Guram Pherselidze

Personal information
- Nationality: Georgia
- Born: 16 October 1985 (age 40) Khelvachauri, Adjara, Georgian SSR, Soviet Union
- Height: 1.90 m (6 ft 3 in)
- Weight: 118 kg (260 lb)

Sport
- Style: Greco-Roman
- Coach: Vaja Kravjashvili

Medal record
Men's Greco-Roman wrestling
Representing Georgia
European Championships
| Bronze medal – third place | 2013 Tbilisi | 120 kg |

= Guram Pherselidze =

Georgian Greco-Roman wrestler

Guram Pherselidze (გურამ ფერსელიძე; born October 16, 1985, in Khelvachauri, Adjara) is an amateur Georgian Greco-Roman wrestler, who played for the men's super heavyweight category. He won a bronze medal in the same weight division at the 2013 European Wrestling Championships in Tbilisi.

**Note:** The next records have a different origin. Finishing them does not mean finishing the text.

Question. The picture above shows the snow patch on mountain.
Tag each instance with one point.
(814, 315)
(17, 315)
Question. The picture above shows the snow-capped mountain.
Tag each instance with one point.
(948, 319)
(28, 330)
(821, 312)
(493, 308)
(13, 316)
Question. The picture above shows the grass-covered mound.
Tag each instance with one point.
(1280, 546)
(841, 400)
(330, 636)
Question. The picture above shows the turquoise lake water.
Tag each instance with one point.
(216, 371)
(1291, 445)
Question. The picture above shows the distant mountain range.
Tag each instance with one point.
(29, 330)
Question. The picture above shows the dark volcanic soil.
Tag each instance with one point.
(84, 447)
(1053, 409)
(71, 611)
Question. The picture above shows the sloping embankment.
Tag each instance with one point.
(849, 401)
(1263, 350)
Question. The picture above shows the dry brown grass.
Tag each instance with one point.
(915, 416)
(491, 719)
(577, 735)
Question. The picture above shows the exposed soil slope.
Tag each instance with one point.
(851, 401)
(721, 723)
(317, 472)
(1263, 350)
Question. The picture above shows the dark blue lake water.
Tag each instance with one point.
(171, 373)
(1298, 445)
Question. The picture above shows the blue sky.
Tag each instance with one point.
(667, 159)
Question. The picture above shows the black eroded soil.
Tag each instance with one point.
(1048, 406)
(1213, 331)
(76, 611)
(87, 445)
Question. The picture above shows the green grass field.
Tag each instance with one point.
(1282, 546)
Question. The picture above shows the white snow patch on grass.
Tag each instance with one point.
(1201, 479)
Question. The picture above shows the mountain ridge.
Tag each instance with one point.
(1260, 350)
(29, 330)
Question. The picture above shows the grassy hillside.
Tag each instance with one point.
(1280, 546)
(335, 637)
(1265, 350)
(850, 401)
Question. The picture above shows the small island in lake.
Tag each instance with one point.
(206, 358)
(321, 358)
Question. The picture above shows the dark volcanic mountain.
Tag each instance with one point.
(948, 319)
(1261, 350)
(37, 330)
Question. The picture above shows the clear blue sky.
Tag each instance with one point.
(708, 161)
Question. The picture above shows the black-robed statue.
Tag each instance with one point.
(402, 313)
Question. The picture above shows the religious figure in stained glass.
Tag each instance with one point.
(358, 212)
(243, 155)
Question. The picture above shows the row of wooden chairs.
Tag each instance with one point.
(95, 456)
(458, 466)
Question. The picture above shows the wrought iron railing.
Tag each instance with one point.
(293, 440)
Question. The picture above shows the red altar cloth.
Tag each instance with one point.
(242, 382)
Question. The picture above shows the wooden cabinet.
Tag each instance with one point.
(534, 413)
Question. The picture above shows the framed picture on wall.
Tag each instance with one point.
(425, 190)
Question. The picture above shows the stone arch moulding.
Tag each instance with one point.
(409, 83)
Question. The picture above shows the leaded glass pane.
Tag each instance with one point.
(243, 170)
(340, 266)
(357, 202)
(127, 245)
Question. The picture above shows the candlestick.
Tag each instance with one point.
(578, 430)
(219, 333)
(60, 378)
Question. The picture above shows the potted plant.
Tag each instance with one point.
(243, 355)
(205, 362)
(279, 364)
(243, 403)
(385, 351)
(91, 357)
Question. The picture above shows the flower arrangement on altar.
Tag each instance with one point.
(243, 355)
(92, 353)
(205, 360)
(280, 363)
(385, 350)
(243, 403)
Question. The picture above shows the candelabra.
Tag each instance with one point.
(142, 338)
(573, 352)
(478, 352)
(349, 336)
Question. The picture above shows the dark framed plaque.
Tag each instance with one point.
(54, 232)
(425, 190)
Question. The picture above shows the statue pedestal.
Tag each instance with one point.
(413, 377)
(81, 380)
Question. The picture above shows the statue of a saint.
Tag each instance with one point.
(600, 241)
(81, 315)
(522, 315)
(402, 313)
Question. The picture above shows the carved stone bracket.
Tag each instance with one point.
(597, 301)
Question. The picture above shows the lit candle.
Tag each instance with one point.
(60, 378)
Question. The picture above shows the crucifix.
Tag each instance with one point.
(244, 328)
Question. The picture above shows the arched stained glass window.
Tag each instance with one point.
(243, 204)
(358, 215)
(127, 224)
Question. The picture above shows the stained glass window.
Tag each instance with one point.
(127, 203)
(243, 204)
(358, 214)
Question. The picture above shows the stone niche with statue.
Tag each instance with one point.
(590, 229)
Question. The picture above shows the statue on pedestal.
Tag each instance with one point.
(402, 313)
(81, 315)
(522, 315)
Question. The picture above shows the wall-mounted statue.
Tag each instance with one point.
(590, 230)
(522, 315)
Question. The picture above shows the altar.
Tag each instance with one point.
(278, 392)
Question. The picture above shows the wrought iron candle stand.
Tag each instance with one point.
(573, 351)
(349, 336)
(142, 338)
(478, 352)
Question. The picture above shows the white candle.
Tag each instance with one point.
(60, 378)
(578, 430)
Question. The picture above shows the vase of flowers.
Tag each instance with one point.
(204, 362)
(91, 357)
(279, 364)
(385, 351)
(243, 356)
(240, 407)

Pherselidze represented Georgia at the 2012 Summer Olympics in London, where he competed in the men's 120 kg class. He defeated Chile's Andrés Ayub in the preliminary round of sixteen, before losing out the quarterfinal match to Cuban wrestler and defending Olympic champion Mijaín López, who was able to score four points in two straight periods, leaving Pherselidze without a single point. Because his opponent advanced further into the final match, Pherselidze offered another shot for the bronze medal by defeating Egypt's Abdelrahman El-Trabely in the repechage rounds. He progressed to the bronze medal match, but narrowly lost the medal to Turkey's Rıza Kayaalp, with a technical score of 0–2, and a classification point score of 0–3.